Pour un artiste, écrire un texte de présentation sur la peinture d’une amie que l’on connaît depuis quinze ans et dont on a suivi le parcours artistique, est un exercice périlleux. J’ai accepté cette tache avec plaisir pour saluer le courage, le travail et la persévérance, qu’il a fallu à Sophie Delaunoy pendant toutes ces années, pour franchir la distance entre la peinture «passe-temps» et le devenir de peintre.
Ceux qui pensent que peindre est une chose naturelle et spontanée se trompent. Il ne suffit pas de prendre une toile blanche, de l’installer sur un chevalet et de préparer ses couleurs, pour faire surgir de la surface un univers singulier, un espace différent, parallèle. Un espace où la question de la ressemblance ou de la vraisemblance n’est que très secondaire. Un espace où priment les exigences internes du tableau, la distribution des formes, des couleurs et leurs justes relations. Alors les surfaces s’organisent, se nouent et se cristallisent pour peut-être faire naître une œuvre capable de bouleverser la façon de voir et de penser du spectateur. Pour l’inviter au voyage intérieur.
Il y a quelques années, lorsque j’ai vu les toiles figuratives inspirée par des fragments de sculptures en bois peint trouvées dans des églises Bretonnes, j’ai su que Sophie Delaunoy était «entrée en Peinture». Des angelots et des statues de saints dix-huitièmes, lui avaient servi de prétextes pour réaliser une série de tableaux jubilatoires et vivants, tout à fait contemporains. Chacun pouvait y ressentir le plaisir qu’elle avait pris à les peindre.

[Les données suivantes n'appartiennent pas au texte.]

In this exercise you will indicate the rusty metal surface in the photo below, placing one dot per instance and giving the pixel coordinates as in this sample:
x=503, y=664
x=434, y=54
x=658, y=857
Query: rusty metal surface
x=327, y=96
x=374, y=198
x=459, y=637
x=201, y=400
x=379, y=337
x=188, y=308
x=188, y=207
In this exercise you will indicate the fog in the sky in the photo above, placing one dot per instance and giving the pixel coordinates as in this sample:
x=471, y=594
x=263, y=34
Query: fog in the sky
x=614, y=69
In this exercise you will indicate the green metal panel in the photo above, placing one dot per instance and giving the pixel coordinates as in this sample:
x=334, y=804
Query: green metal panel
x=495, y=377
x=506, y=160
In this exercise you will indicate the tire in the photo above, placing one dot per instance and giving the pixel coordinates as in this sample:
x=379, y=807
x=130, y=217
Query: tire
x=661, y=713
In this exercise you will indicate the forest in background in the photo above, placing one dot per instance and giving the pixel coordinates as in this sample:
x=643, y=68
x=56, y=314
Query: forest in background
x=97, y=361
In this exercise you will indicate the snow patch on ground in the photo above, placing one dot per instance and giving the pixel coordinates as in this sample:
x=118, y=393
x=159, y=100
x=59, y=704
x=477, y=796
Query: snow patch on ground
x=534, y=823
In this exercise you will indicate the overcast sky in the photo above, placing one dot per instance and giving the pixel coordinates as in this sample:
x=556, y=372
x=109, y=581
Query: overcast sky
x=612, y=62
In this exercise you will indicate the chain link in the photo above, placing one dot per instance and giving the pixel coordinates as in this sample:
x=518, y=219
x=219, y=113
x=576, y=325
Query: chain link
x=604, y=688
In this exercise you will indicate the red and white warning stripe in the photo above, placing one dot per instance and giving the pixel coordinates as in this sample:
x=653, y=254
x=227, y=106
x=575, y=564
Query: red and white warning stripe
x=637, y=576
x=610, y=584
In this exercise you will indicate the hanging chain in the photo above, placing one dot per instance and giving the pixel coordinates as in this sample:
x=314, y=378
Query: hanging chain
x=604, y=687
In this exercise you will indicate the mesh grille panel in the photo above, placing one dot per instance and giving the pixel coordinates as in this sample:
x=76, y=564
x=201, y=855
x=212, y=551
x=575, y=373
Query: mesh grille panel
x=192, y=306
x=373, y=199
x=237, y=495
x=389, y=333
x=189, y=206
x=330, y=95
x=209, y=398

Aujourd’hui en regardant les peintures récentes, plus allusives de Sophie Delaunoy : des suggestions de silhouettes humaines alignées comme les idéogrammes mystérieux d’un alphabet inconnu, le spectateur saisit qu’il s’agit d’images chargées de sens et de travail et dans le même temps il peut en réaliser la fragilité. Des alignements de figures colorées émergent d’un espace pictural où fond et formes sont étroitement liés.
Dans ces tableaux, l’arrière plan n’est pas un fond, un vide résiduel neutre : les formes interstitielles qu’il découpe, résonnent et s’imbriquent avec les figures pour former un ensemble homogène et cohérent. Sophie Delaunoy a compris l’essence de cette pensée de Georges Braque, qui disait que « le plus difficile en peinture n’était pas de peindre les choses mais « l’entre–deux » des choses.
Une qualité de ce travail réside dans l’économie des moyens et le choix d’harmonies colorées lumineuses simples. Les contrastes y sont francs : couples de complémentaires, chaud–froid ou contraste de qualité. Des recouvrements successifs laissent parfois transparaître les traces des étapes précédentes, comme si le tableau nous racontait l’histoire de sa genèse. Les remises en question, les doutes, les repentirs et les incertitudes du peintre s’y laissent parfois deviner.
Nietzsche écrivait que l’art n’a pas besoin de certitude. Il n’a pas à se préoccuper de savoir où il va. Il va vers son but, de lui-même et simplement, parce qu’il est porté à s’élancer, à se déployer.